3) Conspiracy theories are rampant. Meanwhile, experts usually see supply and demand, or at worst, corporatist influence over supply and demand. Remember those evil oil company profits in 2008? What was the supposed explanation for the high price rises? Speculators and scary foreign policy events engineered by a government cabal.

4) People are opposed to open immigration or trade policy. NAFTA is extremely unpopular. The pilot program to allow Mexican truckers to carry goods from Mexico on their trucks, nixed, we have to pay extra to take the goods off of those trucks to let Americans haul them. Those poor suffering Haitians, probably get left in Haiti. Tariffs on trucks and sugar, massively distorted the automobile market (leaving thousands unemployed as GM/Chrysler collapse) and make sugar so expensive that we have to make it out of corn. The evil Chinese shouldn't keeping their currency so cheap so they can flood our Wal-Marts with cheap, affordable goods for the poor and middle class whose jobs they supposedly stole but instead need to spend more of their own money and buy American goods (wait, that's what they're actually doing in both cases, only they're often buying Japanese or Korean since America doesn't seem to be paying attention, perhaps we should check the actual trade deficit figures next time if we're the New York Times publishing articles about how evil China's monetary policies are).

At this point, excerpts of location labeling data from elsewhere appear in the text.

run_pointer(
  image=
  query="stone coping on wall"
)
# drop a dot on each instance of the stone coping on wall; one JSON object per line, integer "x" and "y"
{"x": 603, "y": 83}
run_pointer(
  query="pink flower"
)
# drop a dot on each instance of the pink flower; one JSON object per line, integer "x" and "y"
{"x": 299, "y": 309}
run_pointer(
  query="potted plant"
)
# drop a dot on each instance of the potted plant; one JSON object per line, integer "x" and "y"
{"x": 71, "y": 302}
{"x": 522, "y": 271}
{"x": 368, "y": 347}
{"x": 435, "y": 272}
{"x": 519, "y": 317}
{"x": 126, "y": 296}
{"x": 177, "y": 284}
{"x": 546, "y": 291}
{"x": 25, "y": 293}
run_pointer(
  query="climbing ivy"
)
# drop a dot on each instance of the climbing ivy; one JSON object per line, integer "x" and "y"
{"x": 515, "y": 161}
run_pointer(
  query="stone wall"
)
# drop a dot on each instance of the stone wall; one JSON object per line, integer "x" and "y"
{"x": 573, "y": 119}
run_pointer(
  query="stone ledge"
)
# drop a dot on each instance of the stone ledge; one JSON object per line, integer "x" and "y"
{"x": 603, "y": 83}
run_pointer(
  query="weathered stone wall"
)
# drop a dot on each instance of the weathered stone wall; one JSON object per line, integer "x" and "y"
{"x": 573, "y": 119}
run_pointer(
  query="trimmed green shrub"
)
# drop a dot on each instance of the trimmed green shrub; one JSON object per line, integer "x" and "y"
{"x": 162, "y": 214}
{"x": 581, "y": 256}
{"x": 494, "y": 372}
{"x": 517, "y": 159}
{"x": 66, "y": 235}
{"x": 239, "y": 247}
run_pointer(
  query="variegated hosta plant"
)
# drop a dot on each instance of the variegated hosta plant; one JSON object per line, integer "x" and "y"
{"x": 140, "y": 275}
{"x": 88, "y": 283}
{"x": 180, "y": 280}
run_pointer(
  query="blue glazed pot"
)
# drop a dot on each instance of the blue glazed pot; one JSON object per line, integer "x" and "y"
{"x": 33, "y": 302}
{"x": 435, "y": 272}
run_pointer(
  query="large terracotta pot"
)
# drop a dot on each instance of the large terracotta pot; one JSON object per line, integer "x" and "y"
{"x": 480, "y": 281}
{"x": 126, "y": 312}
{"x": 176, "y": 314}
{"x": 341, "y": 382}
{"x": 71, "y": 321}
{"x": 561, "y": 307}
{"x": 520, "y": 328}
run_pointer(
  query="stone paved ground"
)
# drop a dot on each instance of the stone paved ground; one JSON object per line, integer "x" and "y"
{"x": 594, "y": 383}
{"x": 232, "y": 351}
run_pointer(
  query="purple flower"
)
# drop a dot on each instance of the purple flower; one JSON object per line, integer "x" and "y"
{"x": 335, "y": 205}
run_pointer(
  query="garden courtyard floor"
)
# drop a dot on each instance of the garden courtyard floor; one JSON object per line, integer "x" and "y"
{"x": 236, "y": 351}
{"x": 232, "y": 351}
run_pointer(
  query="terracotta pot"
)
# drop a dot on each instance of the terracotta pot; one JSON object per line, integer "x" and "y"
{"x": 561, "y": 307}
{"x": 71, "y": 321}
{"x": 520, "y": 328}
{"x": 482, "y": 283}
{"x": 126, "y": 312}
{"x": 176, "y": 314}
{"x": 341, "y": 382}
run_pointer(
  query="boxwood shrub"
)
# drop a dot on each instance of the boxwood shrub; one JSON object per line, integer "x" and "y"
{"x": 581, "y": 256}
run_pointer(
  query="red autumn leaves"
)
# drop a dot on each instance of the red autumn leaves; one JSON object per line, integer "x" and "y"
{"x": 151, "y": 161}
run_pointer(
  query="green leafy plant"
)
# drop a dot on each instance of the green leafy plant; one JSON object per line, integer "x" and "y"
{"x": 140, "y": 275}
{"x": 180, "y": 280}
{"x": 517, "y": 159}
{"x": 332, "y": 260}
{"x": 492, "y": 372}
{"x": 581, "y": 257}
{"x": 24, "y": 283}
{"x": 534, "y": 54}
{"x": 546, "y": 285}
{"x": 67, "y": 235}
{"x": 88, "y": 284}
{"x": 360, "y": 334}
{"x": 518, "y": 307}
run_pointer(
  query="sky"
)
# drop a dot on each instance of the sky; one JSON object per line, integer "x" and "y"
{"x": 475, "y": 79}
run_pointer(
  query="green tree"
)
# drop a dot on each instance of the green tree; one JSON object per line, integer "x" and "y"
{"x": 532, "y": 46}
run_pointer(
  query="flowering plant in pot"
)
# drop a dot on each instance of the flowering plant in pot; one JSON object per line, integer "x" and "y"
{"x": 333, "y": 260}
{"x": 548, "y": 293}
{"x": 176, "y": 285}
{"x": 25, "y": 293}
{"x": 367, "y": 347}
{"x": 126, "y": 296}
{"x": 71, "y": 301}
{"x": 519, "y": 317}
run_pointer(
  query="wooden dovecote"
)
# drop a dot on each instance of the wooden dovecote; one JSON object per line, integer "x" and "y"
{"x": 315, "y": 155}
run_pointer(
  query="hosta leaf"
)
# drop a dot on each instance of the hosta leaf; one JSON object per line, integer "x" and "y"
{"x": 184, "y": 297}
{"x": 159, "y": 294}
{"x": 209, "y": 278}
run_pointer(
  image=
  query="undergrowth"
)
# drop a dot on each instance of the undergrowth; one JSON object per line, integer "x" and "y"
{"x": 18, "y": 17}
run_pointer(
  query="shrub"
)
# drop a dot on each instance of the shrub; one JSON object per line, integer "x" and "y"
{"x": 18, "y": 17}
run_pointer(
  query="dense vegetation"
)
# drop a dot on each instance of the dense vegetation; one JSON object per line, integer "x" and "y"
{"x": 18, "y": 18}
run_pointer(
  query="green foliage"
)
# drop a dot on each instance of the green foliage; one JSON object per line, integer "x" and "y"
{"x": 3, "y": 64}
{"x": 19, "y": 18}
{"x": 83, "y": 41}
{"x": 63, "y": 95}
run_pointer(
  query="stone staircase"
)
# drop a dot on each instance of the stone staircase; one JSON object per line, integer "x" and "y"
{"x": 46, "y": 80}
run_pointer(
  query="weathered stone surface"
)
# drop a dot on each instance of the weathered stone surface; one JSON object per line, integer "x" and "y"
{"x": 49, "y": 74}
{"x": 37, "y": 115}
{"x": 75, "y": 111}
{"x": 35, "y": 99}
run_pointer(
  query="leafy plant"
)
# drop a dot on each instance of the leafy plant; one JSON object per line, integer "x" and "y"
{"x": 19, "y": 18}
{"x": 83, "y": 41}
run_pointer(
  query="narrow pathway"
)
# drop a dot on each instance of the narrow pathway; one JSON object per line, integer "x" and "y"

I might agree that people are peeking around the curtain to see what is going on and don't seem to like what they see. I submit that part of the problem is that they don't often understand what is actually going on when they look at it and that is understandably frustrating. But another part is that they have misinformation biases that are extremely powerful such that they will assume many things are going on when they are, in fact, not. Largely because they have little time to check these things for themselves. This does not leave us with a great decision making capacity on these important matters in terms of public policies. It does lend itself to a fight between leaving more such matters to experts, like the supposed technocracy of the Obama administration, and leaving more matters to the public and its social institutions, such as the market. Except that the alternatives in our actual politics are not between technocracy and some version of classical liberalism. This is, in and of itself, yet another example of voter ignorance and irrationality. A choice supposedly exists when there are "options". This is false.

When more people start to figure that out, maybe we'll get somewhere. When people see someone who was elected by blaming the establishment and calling for change as a change from the agenda of someone who blamed the establishment and calling for change, I say people are still stuck on stupid.